La tecnica della “dissolvenza” molto usata nelle riprese cinematografiche o nel montaggio e nelle presentazioni di immagini, consiste nella graduale scomparsa di un’immagine, sostituita altrettanto gradualmente da un’altra, e rientra nella categoria delle cosiddette transizioni, ovvero le modalità di passaggio da un’immagine all’altra. Ma è anche progressivo avvicinamento o allontanamento di un personaggio dal primo piano di una vicenda narrata. A questa duplice prospettiva la silloge di Lucianna Argentino ne aggiunge una terza: ogni vita da lei raccontata non si perde, ma si trasforma, assumendo una dimensione nuova, sebbene in continuità con la precedente. “Una donna non muore se da un’altra parte, un’altra donna, riprende il suo respiro” afferma l’Autrice, citando Helene Cixous, scrittrice e drammaturga da sempre impegnata nel movimento femminista. Un’altra donna, da un’altra parte, raccoglie l’eredità vitale e di pensiero, senza sostituirlesi, perché ogni donna, ogni persona, è unica.
L’intento della Argentino è dunque di restituire la vitalità perduta: ma, anziché rianimare il pensiero nel ricordo, lei rende il respiro, il soffio vitale (citando il poeta francese Joë Busquet).
Ciò ha ancor più valore, poiché avviene utilizzando la forma poetica, che nella scansione del ritmo e dei versi, respira: forma delicata e ricca, nel caso della Argentino, sicché il soffio infiamma, senza bruciare.
Quattro storie- vite, reali, segnate dal dolore che dissolve e ricrea in una “resurrezione” laica ma intrisa di una sacralità umana che “separa”, non isolando e rendendo irraggiungibile, ma ponendo in piena luce l’esperienza raccontata e rinnovata nello pneuma. Madre, Gestazione dell’addio, 1941 e Aurora/Sara, sono quattro monologhi- soliloqui, in cui altrettante figure femminili prendono coscienza e scelgono l’esito, senza tuttavia piegarsi al destino. La madre- Rita Fedrizzi – che non rinuncia alla vita, ma la grida e la celebra nel mettere al mondo la propria creatura, anziché curarsi ; la donna vittima di violenza- Valentina Cavalli – che quasi partorisce dopo una lunga dolorosissima gestazione il proprio suicidio; Virginia Woolf e Marina Cvetaeva che, uccidendosi nello stesso tragico anno di guerra, affermano “non vedo più alcun disegno/ né me stessa dentro il disegno, né un dove, né un luogo/in cui ritrovare la concordia tra me e il mondo/ così da poterla raccontare.”; e la giovane ragazza che non si limita a sopravvivere, piuttosto torna a vivere nel mondo dell’infanzia, per lei tragico, mediante la sua fantasia creatrice e generatrice. “Motivare il mondo è scoprirlo” afferma Aurora/Sara, e il linguaggio poetico non sterilizza il dramma di queste donne, ma dal “poco chiaro delle parole…la luce appena nata” può forse aggrapparsi “alle nuvole con nocche tenere/ così (come) s’aggrappano al fiato le parole/ quando la voce non ha un nido/ dove posare i suoi frutti.”

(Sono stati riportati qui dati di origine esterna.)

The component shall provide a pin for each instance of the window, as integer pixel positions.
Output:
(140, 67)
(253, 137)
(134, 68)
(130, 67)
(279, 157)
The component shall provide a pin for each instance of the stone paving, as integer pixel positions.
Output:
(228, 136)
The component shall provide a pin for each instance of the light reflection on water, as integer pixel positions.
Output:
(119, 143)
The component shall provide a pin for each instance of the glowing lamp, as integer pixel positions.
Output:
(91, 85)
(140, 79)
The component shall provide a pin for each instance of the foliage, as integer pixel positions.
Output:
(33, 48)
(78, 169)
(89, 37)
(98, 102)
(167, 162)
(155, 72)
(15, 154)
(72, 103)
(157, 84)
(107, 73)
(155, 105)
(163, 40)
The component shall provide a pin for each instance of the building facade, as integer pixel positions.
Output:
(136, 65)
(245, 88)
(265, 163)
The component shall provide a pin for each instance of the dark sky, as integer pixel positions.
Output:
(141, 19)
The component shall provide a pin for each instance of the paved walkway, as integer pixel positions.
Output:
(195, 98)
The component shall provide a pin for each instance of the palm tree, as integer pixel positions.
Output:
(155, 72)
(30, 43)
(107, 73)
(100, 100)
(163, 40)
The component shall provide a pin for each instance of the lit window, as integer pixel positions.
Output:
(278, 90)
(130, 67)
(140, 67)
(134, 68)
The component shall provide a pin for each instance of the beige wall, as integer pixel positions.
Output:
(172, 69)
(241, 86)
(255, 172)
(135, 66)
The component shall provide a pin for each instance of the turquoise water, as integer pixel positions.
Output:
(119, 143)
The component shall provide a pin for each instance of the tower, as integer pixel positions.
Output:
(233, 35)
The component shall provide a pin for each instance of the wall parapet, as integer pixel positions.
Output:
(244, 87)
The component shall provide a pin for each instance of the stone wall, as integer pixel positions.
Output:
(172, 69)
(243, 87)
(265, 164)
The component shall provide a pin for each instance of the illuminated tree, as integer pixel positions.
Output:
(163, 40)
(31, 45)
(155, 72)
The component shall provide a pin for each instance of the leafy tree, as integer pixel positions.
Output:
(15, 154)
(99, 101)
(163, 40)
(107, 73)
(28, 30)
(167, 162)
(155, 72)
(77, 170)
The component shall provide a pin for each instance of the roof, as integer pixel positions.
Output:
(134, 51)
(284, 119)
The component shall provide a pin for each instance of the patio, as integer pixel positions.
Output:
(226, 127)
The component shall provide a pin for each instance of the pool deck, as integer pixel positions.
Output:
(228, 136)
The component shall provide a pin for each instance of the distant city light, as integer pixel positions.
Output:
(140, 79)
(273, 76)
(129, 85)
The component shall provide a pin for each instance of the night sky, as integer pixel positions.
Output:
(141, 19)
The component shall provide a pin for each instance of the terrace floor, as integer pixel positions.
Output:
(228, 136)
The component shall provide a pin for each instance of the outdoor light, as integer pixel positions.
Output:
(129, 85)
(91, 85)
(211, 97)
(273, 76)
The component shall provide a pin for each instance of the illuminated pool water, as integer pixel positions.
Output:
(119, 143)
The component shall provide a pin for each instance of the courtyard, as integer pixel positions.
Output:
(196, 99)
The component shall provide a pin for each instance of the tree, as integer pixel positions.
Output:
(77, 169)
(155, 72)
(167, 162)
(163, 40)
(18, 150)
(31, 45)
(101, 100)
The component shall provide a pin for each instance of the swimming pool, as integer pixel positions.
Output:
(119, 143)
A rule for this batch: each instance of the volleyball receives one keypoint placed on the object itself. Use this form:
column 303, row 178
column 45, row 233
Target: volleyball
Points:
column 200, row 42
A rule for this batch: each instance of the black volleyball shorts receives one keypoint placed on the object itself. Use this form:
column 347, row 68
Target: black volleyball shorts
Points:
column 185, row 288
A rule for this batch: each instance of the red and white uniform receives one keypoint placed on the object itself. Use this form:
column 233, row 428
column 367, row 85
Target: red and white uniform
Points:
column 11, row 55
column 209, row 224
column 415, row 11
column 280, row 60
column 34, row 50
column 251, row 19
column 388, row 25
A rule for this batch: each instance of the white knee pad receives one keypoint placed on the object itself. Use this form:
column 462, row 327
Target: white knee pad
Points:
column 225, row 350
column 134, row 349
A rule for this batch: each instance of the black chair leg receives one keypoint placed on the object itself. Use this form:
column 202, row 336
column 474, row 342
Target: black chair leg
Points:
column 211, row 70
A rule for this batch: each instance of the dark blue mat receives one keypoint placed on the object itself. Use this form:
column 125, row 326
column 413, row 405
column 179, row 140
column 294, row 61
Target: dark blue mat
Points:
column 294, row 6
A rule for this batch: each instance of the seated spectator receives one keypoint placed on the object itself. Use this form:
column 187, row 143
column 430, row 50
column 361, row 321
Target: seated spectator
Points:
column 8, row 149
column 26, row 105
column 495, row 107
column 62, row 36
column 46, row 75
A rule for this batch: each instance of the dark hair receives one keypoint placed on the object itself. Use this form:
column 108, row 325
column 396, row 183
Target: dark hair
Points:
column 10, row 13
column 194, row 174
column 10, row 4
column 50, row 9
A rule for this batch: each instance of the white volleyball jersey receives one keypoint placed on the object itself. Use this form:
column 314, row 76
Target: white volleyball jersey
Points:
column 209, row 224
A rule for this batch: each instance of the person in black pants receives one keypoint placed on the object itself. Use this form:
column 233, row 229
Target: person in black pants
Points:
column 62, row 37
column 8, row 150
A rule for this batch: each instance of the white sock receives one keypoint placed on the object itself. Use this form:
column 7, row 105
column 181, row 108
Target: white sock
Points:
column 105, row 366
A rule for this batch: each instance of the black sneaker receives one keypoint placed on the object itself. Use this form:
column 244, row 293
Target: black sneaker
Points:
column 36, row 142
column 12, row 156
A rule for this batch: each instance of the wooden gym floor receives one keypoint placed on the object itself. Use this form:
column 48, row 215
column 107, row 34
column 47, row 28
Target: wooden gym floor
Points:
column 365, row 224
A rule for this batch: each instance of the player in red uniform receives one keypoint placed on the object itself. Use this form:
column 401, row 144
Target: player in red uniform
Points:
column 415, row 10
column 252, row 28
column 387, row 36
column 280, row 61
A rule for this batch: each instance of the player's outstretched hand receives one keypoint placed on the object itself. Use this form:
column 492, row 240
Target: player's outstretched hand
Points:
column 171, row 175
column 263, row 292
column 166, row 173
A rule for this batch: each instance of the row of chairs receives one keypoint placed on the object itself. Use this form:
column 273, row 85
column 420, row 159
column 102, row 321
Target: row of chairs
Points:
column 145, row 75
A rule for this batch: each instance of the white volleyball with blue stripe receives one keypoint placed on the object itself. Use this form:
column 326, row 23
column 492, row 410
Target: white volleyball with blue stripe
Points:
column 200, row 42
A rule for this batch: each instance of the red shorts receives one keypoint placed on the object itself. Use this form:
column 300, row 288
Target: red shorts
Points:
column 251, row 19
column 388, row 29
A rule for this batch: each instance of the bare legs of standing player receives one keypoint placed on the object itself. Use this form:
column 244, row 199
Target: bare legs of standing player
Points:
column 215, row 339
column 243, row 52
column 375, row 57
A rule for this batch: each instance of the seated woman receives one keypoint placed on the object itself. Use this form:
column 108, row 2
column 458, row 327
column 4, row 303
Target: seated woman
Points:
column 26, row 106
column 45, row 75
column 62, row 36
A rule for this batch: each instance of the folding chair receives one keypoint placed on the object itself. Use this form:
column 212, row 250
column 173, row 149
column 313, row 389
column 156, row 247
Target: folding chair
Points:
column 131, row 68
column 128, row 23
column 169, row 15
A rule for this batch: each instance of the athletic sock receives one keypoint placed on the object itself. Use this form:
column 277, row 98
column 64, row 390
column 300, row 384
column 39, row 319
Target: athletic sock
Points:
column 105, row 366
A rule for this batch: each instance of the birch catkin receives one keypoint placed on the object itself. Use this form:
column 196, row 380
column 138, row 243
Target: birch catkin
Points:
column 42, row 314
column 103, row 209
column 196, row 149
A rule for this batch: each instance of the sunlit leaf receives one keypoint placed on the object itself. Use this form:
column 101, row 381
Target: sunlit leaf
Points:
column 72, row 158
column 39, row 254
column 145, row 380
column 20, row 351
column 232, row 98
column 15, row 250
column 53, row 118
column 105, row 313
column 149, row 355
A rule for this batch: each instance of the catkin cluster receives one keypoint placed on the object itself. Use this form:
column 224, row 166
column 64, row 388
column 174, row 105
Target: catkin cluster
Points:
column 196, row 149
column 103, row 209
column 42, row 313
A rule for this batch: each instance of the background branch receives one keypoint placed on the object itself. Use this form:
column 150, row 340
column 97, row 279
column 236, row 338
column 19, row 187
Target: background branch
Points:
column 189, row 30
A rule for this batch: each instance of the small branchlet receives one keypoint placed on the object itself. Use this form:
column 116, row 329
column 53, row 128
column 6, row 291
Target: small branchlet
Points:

“Ti partorisco in misericordia, nel luogo degli opposti
nel nove difettivo a dirci in perfezione
e tu mi partorisci nel coraggio di vedere più chiaro
sotto la luce radente del mio volerti qui mentre mi congedo
e vado via a passi ritrosi che mi sembrava non finito
il mio compito terreno, e invece no, forse è questo il limite
e altro ancora e di più non posso”.
(Madre)
Segni fragili siamo di vulnerabile bellezza
alla bellezza chiamati,
ma troppa è la carne da attraversare
grande il mistero di questa soglia opaca
e poca la luce fraterna tra noi.
Così la mia morte sia un muricciolo
di pietre bianche nelle cui fessure
piante e lucertole trovino riparo
e le creature umane un poco d’ombra e di ristoro
e il vento ne faccia strumento
per un nuovo canto.
(Gestazione dell’addio)
Ieri ho disegnato un bosco con gli alberi tutti in fila
uno accanto all’altro, con le fronde che si toccano
e la maestra me l’ha corretto:
non stanno così in fila gli alberi, mi ha detto.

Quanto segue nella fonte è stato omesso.